Projecting Q2 Financials
During the first quarter earnings call, Gigamon management projected Q2 gross margins of 78% to 79%, operating expenses of $28.5 million to $29.5 million, and non-GAAP tax rate of approximately 35% and based on an estimated average diluted weighted shares outstanding of approximately 34.5 million. Using these projections, the Q2 I/S will look something like this:
Gigamon’s top line growth will have slowed down from the usual 25% to fewer than 10%. The question will be whether this can be listed as a “bad quarter” or a new norm. Management claimed that the challenge with growth was due to closing deals during later stages of the quarter, as approval cycles have been longer. This would indicate that growth should pick up in the future and that this recent hindrance is only temporary.
The Fundamental Picture
With around $143M (or $4.15/share) in their cash balance, Gigamon offers shareholders a safety net as 1/3rd of the company value is held in cash. Trading at a market cap of $400M and TTM revenues of ~$149M, Gigamon’s price to sales multiple has fallen to 2.7x. This multiple is in the same range as large companies such as Cisco, Juniper and Brocade, all of which have seen growth desiccate.

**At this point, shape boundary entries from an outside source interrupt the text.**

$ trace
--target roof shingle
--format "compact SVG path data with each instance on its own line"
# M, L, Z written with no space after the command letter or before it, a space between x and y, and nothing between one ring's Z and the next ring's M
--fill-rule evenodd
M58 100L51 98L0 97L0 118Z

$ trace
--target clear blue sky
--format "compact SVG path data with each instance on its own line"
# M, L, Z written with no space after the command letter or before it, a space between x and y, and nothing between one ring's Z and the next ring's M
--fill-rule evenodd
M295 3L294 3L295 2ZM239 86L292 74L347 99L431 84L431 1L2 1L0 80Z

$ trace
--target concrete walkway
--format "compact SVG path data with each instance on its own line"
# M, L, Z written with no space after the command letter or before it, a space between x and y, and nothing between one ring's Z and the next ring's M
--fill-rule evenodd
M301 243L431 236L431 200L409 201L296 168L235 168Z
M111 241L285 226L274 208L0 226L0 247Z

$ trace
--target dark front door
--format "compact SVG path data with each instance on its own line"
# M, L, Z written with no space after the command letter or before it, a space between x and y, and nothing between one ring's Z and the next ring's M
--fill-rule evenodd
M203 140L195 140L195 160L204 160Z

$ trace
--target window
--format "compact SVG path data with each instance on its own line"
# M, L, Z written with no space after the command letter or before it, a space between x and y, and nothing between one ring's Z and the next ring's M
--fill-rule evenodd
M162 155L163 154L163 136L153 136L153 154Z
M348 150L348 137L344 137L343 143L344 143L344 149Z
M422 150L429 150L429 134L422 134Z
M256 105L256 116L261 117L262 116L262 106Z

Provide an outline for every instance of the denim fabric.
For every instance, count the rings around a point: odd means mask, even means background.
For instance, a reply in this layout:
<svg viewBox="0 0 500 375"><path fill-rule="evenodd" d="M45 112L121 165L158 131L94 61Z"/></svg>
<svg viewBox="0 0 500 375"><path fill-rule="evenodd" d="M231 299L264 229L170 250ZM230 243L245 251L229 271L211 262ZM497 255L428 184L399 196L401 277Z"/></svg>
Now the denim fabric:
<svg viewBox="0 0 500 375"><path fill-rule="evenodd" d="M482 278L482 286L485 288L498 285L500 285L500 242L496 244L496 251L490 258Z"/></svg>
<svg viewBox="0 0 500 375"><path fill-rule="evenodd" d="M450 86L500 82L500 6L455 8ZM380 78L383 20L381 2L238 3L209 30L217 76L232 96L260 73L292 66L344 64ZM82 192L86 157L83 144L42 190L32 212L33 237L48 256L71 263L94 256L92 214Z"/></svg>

Going forward, I expect the company to grow, albeit not at 25%+. However, to expect growth of 15% would be a reasonable assumption to make. At current levels, Gigamon looks to be cheap if it can achieve such growth rates.
Mis-management Fixed Through Acquisition
Gigamon has lost roughly $400M in market cap (or 50% of its value) due to the last two disappointing earnings releases. I blame management for such mistakes because that have over promised and under delivered. Investors have lost confidence in a management team that cannot manage to forecast its own operations three months into the future.
By trading at these depressed levels, Gigamon is a likely strategic M&A candidate. Its technology, residual growth and reasonable valuation are enough selling points to catch the attention of potential suitors such as Cisco or Juniper. Though shareholders may not want to be acquired at these levels, having the experienced leadership of an established giant will prove to be beneficial for Gigamon moving forward.
Investors of Gigamon should ask themselves whether a 17% drop in quarterly revenues justifies a 30% drop in the stock price. To me this drop is exaggerated, making Gigamon an attractive opportunity to grab shares at a discount. The company will continue to grow, though at a slower pace than before. Yet, it’s being priced as if growth is all but gone.